Получается, она выглядит всего на девятнадцать лет?
Уф!
Придвинув поближе соседний стул носком туфли, Моника Стэнтон зацепилась каблуками за его перекладину, поставила локти на колени, оперлась подбородком на кулаки и погрузилась в раздумья.
Больше всего ей хотелось произвести впечатление на Фрэнсис Флёр, представ перед ней умудренной жизненным опытом дамой – проницательной и пресыщенной, – которая могла бы украсить собой мраморные скамеечки в Древнем Риме. Это стало ее целью – в такой мере, что она едва улавливала смысл произносимых вокруг нее слов. А в результате ее приняли за девятнадцатилетнюю, хотя ей было уже двадцать два, а в душе она вообще надеялась, что выглядит на двадцать восемь.

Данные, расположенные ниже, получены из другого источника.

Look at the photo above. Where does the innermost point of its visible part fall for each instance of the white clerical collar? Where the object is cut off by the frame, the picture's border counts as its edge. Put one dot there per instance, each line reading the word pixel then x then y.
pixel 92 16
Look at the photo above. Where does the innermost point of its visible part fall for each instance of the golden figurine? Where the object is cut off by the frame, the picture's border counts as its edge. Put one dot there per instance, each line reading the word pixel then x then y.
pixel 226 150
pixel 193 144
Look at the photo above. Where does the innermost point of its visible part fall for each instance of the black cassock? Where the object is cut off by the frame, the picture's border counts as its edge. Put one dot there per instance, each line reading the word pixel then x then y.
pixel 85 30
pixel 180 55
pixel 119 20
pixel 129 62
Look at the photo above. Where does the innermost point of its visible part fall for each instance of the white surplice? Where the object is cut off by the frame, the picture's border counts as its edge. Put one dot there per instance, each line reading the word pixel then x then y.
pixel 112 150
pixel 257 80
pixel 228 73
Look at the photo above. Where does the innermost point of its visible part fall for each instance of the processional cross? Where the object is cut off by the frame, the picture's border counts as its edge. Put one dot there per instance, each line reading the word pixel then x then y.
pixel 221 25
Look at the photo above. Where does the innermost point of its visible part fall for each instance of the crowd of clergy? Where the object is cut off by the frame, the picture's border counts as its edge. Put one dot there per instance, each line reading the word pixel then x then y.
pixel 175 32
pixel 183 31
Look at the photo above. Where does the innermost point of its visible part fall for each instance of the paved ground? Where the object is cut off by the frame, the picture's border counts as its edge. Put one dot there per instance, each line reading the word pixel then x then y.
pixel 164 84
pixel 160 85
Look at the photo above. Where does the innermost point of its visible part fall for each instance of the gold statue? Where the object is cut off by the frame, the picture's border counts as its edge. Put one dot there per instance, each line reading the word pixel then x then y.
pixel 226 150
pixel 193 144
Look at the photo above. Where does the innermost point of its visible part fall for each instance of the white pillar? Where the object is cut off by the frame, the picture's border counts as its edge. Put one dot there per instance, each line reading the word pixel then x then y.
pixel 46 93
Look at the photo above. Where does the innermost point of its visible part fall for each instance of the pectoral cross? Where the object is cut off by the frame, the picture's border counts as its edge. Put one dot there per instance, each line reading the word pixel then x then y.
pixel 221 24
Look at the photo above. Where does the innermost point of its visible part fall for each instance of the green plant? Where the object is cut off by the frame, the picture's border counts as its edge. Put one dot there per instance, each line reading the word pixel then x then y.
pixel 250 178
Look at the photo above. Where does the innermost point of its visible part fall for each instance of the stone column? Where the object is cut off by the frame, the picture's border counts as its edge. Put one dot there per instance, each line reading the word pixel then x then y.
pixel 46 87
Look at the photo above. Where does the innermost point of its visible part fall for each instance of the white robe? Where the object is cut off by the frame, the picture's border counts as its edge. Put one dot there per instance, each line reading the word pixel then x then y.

Все звуки в этом полутемном гулком амбаре пролетали мимо ее ушей. Рядом с ней прошел бутафор с большим зеркалом в руках. Перед Моникой возникло ее собственное отражение: водруженные на перекладину стула каблуки, подбородок на сжатых кулаках и возмущенно изогнутый рот. Ее взору предстали светлые волосы со стрижкой удлиненное каре, широко посаженные глаза серовато-голубого оттенка, короткий нос и полная нижняя губа, строгий серый костюм и белая блузка – полная противоположность беззастенчивым чарам богини грома. В результате этого наблюдения Моника состроила зеркалу гримасу, смахивавшую на выражение презрения в пантомиме, такую жуткую, что бутафор, который смотрел прямо в ее невидящие глаза и работал не покладая рук уже целый день, возмутился. И он имел на то все основания.
Фрэнсис Флёр, видимо, посчитала ее полной дурой.
Но все же у Моники возникло какое-то не совсем понятное ощущение, что с Фрэнсис Флёр что-то не так.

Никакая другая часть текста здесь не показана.